L'enclume
L'enclume à l'allure forte et à la tête basse.
Le forgeron la voit quand il s'en sert de support.
Un petit orphelin errant entend les coups de sa masse.
Et toute la forge tremble tellement il y va fort.
Bien forte à l'air l'enclume, mais elle est pourtant frêle.
À servir de béquille pour les épées du forgeur, elle s'épuise.
Tout ses sens sont en éveil, mais très vite s'emmêlent.
Elle ne sait pas, elle ne sait rien, alors elle s'amenuise.
Et lui, forgeron, que ressent-il ?
En battant le fer de ses gestes habiles.
Sent-il monter la colère à chaque coup ?
Ou du plaisir, qui sait, sans qu'il ne l'avoue.
Pourquoi frappe-t-il l'enclume, qu'a-t-elle fait
Pour mériter tel sort ? Rien, c'est un fait.
Alors que le forçat élucubrait l'épée
Qui souhaitait mort, l'enclume pleurait.
Et toi, petit orphelin, que vois-tu ?
En scrutant le forgeron qui se démène
Pour édifier cet objet tordu.
Tu ne vois que des étincelles vilaines.
Tu trouves ça beau, toutes ses couleurs
Qui reluisent sur le visage du forçat en sueur
Et s'envolent dans ses yeux de feu.

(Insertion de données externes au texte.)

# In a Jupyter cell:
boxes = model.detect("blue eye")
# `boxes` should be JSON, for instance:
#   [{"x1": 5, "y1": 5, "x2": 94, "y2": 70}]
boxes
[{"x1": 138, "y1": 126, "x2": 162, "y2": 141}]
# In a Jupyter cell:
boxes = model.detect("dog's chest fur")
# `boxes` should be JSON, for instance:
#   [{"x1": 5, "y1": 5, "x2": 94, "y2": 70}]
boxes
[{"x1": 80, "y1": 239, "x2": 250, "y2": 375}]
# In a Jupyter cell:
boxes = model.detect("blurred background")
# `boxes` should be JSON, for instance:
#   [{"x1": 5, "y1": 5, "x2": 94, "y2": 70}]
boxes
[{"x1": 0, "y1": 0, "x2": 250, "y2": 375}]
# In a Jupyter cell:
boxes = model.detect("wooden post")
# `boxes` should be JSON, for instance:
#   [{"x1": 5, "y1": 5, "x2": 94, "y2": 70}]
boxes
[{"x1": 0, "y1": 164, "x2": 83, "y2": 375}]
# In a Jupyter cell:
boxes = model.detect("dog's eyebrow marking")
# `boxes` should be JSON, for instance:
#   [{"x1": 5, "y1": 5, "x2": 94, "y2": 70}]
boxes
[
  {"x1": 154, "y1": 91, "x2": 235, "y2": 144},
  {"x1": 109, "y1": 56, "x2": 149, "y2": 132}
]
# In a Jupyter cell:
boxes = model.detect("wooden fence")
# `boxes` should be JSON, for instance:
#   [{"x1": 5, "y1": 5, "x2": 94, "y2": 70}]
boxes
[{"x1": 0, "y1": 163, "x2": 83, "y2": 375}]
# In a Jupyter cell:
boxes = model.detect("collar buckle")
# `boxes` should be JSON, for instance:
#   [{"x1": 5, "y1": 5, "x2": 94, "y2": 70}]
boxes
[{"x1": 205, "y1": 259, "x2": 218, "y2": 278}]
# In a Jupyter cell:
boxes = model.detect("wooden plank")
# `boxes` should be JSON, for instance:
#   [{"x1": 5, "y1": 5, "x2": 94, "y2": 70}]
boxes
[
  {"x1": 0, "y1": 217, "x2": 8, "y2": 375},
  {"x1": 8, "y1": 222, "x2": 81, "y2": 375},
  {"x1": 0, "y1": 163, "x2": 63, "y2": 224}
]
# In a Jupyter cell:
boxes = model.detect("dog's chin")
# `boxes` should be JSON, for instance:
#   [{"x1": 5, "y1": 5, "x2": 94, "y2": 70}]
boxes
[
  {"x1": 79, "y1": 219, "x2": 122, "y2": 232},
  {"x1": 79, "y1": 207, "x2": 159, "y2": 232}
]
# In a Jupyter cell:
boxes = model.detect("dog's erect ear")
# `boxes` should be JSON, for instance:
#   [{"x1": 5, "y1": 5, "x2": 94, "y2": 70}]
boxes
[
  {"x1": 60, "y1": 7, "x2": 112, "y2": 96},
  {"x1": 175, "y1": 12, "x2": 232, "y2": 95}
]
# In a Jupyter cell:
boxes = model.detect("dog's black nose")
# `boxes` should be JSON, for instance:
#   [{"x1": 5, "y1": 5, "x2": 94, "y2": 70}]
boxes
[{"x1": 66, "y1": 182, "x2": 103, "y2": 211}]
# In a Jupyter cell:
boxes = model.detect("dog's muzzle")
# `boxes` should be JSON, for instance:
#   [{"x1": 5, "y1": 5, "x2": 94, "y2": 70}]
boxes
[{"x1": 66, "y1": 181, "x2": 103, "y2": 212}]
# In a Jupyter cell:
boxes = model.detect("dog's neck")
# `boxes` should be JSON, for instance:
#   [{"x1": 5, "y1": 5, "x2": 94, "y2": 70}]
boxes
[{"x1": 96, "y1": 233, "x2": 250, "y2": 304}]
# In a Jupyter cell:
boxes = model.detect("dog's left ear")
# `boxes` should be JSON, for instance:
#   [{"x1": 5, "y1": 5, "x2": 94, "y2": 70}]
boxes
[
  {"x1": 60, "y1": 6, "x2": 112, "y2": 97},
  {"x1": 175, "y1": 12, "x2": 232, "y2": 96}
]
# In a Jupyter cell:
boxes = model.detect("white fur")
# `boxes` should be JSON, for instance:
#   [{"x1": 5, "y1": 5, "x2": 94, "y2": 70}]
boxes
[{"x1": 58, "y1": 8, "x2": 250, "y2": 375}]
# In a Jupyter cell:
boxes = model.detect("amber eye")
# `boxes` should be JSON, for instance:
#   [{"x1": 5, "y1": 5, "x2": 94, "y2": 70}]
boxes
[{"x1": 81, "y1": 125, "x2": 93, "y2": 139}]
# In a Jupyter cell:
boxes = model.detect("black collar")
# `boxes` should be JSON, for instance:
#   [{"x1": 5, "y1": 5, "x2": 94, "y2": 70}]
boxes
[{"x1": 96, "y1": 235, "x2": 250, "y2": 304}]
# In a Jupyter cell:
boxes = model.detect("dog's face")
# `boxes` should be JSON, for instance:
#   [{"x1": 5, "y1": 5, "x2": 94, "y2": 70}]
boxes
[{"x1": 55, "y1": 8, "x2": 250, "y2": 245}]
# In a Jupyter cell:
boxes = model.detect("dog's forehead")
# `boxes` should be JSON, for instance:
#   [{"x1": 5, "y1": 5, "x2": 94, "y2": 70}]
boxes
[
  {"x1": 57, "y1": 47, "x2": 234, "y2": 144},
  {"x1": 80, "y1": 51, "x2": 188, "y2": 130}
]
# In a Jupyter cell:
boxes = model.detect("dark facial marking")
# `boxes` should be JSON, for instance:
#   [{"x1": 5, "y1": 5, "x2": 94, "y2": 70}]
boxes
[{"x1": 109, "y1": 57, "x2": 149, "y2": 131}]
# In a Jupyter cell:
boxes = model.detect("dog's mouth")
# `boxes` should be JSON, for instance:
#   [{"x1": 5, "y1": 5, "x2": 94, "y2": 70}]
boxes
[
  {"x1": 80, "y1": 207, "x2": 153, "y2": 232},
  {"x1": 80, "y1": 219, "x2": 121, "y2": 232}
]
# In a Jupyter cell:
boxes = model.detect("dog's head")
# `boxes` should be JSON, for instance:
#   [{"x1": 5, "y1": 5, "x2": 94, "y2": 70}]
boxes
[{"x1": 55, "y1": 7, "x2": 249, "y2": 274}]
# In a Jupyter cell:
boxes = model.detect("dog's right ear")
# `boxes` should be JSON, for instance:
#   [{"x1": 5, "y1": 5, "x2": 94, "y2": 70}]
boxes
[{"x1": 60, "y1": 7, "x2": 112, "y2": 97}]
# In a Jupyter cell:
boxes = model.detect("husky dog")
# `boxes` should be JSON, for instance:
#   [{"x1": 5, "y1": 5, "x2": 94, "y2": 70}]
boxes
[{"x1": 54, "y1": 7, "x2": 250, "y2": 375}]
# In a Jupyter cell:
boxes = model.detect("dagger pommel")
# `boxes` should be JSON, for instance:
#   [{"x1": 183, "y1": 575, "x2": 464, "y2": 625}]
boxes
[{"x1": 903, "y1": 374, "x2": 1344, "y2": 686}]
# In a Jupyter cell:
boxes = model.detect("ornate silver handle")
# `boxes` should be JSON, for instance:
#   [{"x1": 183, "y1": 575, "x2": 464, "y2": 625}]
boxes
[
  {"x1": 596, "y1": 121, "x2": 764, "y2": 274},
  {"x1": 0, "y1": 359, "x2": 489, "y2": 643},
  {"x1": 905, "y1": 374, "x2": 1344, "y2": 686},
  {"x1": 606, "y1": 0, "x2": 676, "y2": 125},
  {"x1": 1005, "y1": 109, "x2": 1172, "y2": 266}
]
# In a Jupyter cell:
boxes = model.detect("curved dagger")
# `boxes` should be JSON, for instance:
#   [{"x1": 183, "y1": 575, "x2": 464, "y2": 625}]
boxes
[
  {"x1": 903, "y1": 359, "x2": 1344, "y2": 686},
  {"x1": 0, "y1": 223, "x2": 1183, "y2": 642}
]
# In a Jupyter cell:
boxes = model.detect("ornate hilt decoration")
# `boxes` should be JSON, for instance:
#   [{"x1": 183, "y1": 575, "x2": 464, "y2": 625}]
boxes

Ces crachats sont
Pour toi un beau spectacle, pour l'enclume
Une affliction.
Et vous, la forge, qu'entendez-vous ?
Le bruit sourd des coups de massue
qui rebondissent sur les murs et
S'évanouissent dans l'air drue
Et froid de ce lieu maudit. Elle crie,
Elle crie, elle sanglote, l'enclume ;
Et le soir, sans bruit demeure
Dans la forge, dans l'amertume,
Son cœur.
Et moi, dans tout ça, qu'ai-je fait ?
Rien, car je ne suis qu'une enclume.